You are viewing a plain text version of this content. The canonical link for it is here.
Posted to user@uima.apache.org by Jim Hargrave <Ha...@ldschurch.org> on 2010/09/09 01:00:50 UTC

Mutable text and annotations...

I apologize if my terminology doesn't match with normal UIMA usage - but hopefully the general idea will be understandable.

Is it always assumed that UIMA's document text is immutable? Let's say you have some text and with several position-based annotations. The text changes, now all of your annotation positions are incorrect. Are there API's that allow you to change your text, but still preserve the offsets in your annotations?

Jim


 NOTICE: This email message is for the sole use of the intended recipient(s) and may contain confidential and privileged information. Any unauthorized review, use, disclosure or distribution is prohibited. If you are not the intended recipient, please contact the sender by reply email and destroy all copies of the original message.
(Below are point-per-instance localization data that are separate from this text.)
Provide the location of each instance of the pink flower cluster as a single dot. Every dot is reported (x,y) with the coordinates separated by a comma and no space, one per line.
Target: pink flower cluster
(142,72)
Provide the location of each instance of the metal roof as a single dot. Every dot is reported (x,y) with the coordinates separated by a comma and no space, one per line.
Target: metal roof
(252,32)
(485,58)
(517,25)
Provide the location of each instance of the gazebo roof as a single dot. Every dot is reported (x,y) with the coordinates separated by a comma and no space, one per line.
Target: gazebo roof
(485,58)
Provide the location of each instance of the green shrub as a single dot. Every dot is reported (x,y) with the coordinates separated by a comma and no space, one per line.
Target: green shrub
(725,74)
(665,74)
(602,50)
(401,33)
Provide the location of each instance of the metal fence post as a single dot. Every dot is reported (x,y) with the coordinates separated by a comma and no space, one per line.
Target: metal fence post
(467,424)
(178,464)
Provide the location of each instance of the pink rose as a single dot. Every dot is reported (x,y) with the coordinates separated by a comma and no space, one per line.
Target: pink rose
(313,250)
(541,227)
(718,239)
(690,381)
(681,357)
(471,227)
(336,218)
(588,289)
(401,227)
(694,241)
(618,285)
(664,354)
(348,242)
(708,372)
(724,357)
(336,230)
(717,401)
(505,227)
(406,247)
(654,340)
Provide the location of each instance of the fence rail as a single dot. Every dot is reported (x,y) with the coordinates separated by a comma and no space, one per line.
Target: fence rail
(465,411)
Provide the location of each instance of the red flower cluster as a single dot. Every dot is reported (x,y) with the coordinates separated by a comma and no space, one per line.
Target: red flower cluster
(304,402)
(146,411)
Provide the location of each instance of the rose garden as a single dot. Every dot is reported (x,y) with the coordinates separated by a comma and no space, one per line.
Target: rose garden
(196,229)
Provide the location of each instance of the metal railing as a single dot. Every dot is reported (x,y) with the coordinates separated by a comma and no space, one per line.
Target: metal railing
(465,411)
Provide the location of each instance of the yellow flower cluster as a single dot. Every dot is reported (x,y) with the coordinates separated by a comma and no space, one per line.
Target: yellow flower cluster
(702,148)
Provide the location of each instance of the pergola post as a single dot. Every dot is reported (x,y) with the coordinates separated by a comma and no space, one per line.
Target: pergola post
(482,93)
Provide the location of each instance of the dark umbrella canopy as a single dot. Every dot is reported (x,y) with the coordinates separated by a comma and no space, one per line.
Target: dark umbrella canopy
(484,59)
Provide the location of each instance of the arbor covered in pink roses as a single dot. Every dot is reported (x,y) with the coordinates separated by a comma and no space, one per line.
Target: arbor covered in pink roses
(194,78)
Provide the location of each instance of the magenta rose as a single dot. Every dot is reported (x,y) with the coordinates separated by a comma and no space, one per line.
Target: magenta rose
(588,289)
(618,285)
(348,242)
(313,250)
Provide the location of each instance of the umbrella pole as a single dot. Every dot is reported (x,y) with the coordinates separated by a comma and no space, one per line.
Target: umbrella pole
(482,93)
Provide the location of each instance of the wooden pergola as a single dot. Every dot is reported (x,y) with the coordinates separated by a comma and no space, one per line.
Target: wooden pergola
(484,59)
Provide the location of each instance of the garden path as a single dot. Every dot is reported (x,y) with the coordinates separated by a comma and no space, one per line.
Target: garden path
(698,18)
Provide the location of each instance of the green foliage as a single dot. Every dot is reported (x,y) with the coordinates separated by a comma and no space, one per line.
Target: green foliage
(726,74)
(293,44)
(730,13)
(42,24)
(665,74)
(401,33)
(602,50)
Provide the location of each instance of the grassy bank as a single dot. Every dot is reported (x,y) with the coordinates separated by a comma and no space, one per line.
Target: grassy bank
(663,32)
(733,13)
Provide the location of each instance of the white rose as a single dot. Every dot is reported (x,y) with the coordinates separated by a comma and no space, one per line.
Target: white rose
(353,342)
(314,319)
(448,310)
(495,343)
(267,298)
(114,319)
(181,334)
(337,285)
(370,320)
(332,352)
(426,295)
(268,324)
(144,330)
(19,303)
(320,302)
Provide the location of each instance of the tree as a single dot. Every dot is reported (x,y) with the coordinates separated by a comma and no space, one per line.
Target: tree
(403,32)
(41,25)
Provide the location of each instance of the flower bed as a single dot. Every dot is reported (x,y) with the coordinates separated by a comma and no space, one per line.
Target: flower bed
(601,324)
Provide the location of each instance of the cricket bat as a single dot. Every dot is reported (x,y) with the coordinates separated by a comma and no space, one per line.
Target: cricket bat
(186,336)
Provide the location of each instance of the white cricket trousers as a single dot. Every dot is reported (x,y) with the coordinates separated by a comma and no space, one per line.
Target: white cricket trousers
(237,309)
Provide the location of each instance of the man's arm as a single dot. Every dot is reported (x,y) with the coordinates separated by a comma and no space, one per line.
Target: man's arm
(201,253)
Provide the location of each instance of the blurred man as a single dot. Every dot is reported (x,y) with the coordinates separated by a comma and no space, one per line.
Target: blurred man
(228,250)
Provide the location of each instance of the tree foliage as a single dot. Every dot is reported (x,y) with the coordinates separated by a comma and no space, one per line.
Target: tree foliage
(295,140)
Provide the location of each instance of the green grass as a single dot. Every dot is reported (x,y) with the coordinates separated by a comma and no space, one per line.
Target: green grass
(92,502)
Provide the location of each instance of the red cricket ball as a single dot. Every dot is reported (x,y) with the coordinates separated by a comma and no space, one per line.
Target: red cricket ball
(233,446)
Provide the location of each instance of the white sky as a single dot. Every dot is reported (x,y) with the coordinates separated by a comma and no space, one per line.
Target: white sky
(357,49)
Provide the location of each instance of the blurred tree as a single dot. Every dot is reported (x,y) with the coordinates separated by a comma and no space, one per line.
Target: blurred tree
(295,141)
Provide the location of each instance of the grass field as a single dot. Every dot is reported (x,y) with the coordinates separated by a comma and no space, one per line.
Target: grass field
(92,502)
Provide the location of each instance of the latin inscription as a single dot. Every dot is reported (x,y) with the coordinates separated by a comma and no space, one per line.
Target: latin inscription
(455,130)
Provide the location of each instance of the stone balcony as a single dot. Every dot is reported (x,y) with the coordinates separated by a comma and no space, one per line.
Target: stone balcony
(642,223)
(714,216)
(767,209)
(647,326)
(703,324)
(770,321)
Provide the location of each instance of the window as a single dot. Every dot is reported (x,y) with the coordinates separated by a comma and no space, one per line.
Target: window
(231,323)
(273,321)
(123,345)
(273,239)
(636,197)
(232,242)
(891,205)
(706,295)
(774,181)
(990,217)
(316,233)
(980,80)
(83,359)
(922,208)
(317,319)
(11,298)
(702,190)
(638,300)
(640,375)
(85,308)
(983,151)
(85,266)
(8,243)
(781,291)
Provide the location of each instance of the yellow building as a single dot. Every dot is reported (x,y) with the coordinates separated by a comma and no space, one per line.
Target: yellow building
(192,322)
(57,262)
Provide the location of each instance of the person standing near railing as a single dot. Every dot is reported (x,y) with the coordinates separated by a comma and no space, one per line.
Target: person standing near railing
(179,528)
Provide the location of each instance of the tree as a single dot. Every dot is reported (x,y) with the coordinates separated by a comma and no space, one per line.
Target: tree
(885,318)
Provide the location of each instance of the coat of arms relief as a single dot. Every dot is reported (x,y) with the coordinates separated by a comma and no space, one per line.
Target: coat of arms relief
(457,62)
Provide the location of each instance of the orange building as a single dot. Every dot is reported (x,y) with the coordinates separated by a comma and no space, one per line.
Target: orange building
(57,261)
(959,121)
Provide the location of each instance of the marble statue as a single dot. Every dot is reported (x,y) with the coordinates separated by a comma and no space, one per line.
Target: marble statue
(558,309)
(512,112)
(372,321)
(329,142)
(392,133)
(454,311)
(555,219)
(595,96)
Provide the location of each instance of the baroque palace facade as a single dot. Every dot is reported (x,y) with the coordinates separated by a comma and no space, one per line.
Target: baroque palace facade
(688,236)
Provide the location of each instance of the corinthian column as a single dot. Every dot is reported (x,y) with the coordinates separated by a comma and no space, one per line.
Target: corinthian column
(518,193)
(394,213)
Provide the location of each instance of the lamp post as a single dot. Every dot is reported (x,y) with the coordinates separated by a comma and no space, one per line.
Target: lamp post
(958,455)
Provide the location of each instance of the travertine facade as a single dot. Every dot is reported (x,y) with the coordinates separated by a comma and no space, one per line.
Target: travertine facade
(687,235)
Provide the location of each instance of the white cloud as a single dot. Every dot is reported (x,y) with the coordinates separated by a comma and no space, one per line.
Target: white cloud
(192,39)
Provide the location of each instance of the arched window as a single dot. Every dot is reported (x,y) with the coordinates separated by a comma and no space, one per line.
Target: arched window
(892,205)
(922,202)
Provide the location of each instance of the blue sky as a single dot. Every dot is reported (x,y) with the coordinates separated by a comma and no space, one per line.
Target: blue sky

Re: Mutable text and annotations...

Posted by Nicolas Hernandez <ni...@gmail.com>.
Dear Jim

I think I understand what you mean. Playing with external analyzers
which add/remove tags to/from the text with regular expressions may
lead to this situation. The problem cannot exist with stand-off
annotations.

Assuming that only the number of whitespace characters have changed, you
may index the annotation on the **rank** of the "non-whitespace
character". The  rank of the "non-whitespace character" will not
change if none of them are added or removed. Thanks to the rank you
will be able to align the future annotations over the prior offsets.

This is the solution I imagined once.

Hope it help for you


On Thu, Sep 9, 2010 at 1:00 AM, Jim Hargrave <Ha...@ldschurch.org> wrote:
> I apologize if my terminology doesn't match with normal UIMA usage - but hopefully the general idea will be understandable.
>
> Is it always assumed that UIMA's document text is immutable? Let's say you have some text and with several position-based annotations. The text changes, now all of your annotation positions are incorrect. Are there API's that allow you to change your text, but still preserve the offsets in your annotations?
>
> Jim
>
>
>  NOTICE: This email message is for the sole use of the intended recipient(s) and may contain confidential and privileged information. Any unauthorized review, use, disclosure or distribution is prohibited. If you are not the intended recipient, please contact the sender by reply email and destroy all copies of the original message.
>
>
>



-- 
Nicolas.Hernandez@univ-nantes.fr
--
http://www.univ-nantes.fr/hernandez-n
# Laboratoire LINA-TALN CNRS UMR 6241
tel. +33 (0)2 51 12 58 55
# Université de Nantes - Institut Universitaire de Technologie -
Département Informatique
tel. +33 (0)2 40 30 60 67

Re: Mutable text and annotations...

Posted by Eddie Epstein <ea...@gmail.com>.
On Fri, Sep 10, 2010 at 2:22 AM, Jim <jh...@comcast.net> wrote:
> We are looking to build an editor for (human) translators that would display
> many layers of offset based annotations while allowing real time edits of
> both text and possibly the annotations themselves.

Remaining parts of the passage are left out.